According to Fitch Ratings, a global credit rating organization, Pakistan is unlikely to devalue its currency once again now that pressure on the rupee has subsided, according to Bloomberg.
According to Krisjanis Krustins, a director at Fitch located in Hong Kong, “we currently do not expect a large further devaluation of the Pakistan rupee,” she wrote in an email answer to the Bloomberg news agency earlier this week.
“The currency has been very stable over the past few months, (and) pressure on the reserves of the State Bank of Pakistan has also been contained, which suggests minimal interventions to support the currency,” he added.
To Devalue Rupee Due To New IMF Bailout
Pakistan is attempting to adhere to the requirements put forth by the lender as it talks to renew a $6.7 billion bailout with the International Monetary Fund (IMF).
Before continuing the bailout program, the IMF stated that it is collaborating with Pakistani authorities to address the country’s currency market and other problems.
The package has been postponed since November; it ends in June. The $6.5 billion plan has not yet provided $2.5 billion to Pakistan.
After being devalued by government authorities in January, the rupee has fallen more than 20 percent this year, ranking among the poorest performers globally.
Islamabad notes that despite a more than 50% decline over the previous 12 months, its dollar reserves have been constant at roughly $4 billion since late February.
The Pakistani economy would experience “sharper contraction” in 2022–2023 before experiencing a minor bounce, according to Fitch, one of the big three credit rating agencies along with Moody’s and Standard & Poor’s.
According to the prediction, Pakistan’s real GDP would decrease by 0.8 percent in FY23 (up from -0.3 percent previously) before increasing by 2.5 percent in FY24.
Fitch gave Pakistan a score in February that corresponded to a rating of “CCC+” on the long-term foreign-currency IDR scale.
Shabbar Zaidi, a former head of the Federal Board of Revenue (FBR), commented on the 2023–24 budget and said that the rupee-to-dollar parity had declined by more than 50% during the previous 12 months.
Furthermore, he claims that this parity is acting against the rupee based on reasonable estimates that account for future cash flows.

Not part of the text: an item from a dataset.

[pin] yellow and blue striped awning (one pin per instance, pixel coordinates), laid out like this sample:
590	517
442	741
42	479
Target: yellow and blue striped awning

According to Mr. Zaidi, there is no realistic expectation of a significant increase in the nation’s exports in the near future (2023 to 2026).
Even with the most optimistic forecast, these will not surpass $45 billion by that point. The same holds true for worker remittances.
“Thus, if we do not keep, an informal ban on imports, the current account deficit per year is not expected to be less than $10bn,” he argues.
“This is also required to be financed with addition to borrowings” and “these facts reveal that there will be a net shortfall of dollars in the forthcoming period.”
In 2019, Pakistan agreed to a $6 billion extended financial facility with the IMF, and another $1 billion was added in 2022, bringing the total rescue package to $7 billion. This information was widely covered in the media.